Because this is duos, there’s a chance that Kinstaar could revive his teammate (standing over him for 10 seconds will allow Sean back in the fight with a small amount of health), but that would leave him exposed and vulnerable to attack so he ignores his partner and goes for the kill. Kinstaar fires off a few rockets and one of them connects. He has the upper hand now. If I was near a betting shop I’d be throwing my money on Kinstaar to win. Ninja immediately builds a one by one protective house but Kinstarr knows he’s in trouble. A couple of shotgun blasts to the wooden walls and they fall away. It’s now a shoot-out. Ninja is on seven health. Kinstaar jumps, equips his Scar, and fires off five rounds. They connect, Ninja is eliminated, and it’s over. One of the 600,000 people in the Twitch chat says “if you blink, you miss everything”, and they’re right. All that action happened in about two minutes and you know what? None of it mattered. This was just a warm-up match.

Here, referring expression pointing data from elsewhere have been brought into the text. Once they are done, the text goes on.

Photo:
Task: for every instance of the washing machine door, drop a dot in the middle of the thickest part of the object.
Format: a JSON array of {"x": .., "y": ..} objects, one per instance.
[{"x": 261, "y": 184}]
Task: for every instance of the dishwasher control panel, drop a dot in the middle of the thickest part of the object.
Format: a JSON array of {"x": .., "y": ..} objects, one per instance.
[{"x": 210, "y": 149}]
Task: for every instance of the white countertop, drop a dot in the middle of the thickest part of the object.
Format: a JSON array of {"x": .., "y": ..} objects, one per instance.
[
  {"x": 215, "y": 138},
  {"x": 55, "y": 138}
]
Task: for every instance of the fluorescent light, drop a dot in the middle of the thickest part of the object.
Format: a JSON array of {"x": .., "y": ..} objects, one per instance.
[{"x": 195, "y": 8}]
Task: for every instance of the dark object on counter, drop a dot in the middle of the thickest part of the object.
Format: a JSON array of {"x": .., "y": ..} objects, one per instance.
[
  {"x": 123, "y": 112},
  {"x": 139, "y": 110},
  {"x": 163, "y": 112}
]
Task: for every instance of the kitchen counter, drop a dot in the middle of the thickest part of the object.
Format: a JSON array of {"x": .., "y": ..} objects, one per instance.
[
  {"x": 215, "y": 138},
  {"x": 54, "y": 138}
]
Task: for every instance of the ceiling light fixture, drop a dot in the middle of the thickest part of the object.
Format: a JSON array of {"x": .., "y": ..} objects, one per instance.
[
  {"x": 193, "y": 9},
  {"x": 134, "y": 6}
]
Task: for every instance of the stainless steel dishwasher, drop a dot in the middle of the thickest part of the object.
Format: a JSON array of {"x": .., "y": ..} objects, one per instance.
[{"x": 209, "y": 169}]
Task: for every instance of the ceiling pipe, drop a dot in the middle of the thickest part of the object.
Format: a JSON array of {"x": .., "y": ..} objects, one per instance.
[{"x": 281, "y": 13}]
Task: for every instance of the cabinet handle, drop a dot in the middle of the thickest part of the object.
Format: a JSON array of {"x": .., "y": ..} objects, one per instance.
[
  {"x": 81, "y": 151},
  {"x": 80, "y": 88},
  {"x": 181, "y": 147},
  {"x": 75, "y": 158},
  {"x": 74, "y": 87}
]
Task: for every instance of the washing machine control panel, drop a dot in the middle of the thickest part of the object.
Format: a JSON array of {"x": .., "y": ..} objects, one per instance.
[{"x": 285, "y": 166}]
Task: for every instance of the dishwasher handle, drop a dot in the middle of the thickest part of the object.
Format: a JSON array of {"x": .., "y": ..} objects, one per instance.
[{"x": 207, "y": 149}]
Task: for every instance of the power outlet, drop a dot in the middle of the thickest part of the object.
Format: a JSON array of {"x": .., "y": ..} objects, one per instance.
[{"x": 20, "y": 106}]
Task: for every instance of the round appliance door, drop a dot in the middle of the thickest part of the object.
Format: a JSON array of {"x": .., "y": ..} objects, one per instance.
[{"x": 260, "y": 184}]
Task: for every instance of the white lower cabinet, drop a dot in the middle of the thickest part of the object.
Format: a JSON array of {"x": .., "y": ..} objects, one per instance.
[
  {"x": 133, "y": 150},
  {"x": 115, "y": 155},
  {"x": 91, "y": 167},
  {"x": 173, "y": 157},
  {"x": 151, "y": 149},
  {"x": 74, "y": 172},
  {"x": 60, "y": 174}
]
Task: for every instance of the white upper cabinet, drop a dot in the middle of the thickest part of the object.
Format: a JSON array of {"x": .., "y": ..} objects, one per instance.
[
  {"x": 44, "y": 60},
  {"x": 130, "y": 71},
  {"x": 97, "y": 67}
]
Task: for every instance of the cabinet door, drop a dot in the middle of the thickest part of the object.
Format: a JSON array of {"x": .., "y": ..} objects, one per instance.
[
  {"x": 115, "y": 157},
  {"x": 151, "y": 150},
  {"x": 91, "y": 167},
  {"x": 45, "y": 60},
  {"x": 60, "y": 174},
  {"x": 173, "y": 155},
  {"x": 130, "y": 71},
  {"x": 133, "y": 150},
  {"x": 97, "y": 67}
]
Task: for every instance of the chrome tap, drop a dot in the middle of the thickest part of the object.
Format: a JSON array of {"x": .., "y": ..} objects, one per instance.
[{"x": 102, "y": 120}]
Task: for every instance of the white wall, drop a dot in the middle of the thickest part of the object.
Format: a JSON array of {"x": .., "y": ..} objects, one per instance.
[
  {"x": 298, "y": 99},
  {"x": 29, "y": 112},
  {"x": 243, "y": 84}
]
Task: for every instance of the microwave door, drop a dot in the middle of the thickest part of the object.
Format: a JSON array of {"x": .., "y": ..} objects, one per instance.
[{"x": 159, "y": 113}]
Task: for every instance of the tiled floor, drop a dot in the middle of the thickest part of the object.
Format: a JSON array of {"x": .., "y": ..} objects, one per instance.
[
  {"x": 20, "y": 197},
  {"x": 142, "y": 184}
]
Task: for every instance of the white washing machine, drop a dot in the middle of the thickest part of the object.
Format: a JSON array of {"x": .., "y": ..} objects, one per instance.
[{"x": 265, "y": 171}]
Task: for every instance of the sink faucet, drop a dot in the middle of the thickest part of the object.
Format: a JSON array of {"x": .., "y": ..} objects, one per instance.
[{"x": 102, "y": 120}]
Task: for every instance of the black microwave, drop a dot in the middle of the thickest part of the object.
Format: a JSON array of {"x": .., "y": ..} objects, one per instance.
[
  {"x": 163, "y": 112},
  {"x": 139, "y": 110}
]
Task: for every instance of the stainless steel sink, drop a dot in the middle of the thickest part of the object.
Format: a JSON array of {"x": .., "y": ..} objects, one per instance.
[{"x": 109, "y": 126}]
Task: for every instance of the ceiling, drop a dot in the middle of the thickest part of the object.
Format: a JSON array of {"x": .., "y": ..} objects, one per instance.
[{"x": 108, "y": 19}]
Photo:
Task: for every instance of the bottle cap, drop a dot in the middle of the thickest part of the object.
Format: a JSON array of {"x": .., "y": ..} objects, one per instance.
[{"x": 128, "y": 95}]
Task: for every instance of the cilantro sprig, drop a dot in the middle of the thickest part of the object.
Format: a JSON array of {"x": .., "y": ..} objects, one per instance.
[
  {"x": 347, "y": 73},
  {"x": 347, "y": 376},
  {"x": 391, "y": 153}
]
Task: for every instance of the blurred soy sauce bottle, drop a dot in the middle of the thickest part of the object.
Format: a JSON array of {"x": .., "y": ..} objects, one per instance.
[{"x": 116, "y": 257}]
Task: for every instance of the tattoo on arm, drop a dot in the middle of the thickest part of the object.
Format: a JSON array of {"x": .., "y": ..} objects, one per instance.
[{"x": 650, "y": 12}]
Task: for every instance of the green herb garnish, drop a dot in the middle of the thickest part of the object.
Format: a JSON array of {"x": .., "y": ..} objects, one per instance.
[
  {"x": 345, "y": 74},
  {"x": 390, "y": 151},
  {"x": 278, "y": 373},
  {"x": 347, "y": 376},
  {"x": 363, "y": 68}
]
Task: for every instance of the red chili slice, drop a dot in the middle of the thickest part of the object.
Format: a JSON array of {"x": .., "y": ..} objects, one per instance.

Below: watch the final moments of the epic match
Ninja and his duos partner Marshmallow would go on to win the game that mattered, taking home the $1 million prize pot for their charities. That game isn’t quite as exciting, as the pair choose to camp it out at the top of a mountain for almost the entire match and finished it off with an easy elimination at the end. But when such a big prize was at stake I can’t blame them. What’s clear though is that E3 is changing. For the first time this year the LA Expo hosted a series of invitationals, tournaments, and events in a dedicated eSports area. The show isn’t just about new games and announcements anymore: it’s becoming a place to experience the games you already love in new and unique ways. Fortnite’s Pro-Am wasn’t a perfect example by any means. Like the game it was a little buggy at times, the audio from the on-stage commentators and the game dropped out on multiple occasions, the action on-screen and the game sound wasn’t quite in sync, and the watching crowd were sat in the mid-afternoon sun for hours without shade. But Epic has been so open and transparent with fans during this game’s short life-span (and continuing development) that almost anything is forgiven, whether it’s extended downtime for backend server fixes or a few hiccups at their first real venture into developing Fortnite’s competitive scene.
As time goes on I can see more and more developers moving away from big game announcements and demos and towards making E3 a celebration of their existing games. Of course there will always be reveals and big news, but as what used to be an industry-only event moves further and further towards catering for the paying public, things are going to change. And if Fortnite’s Pro-Am is anything to go by, it’s going to be great.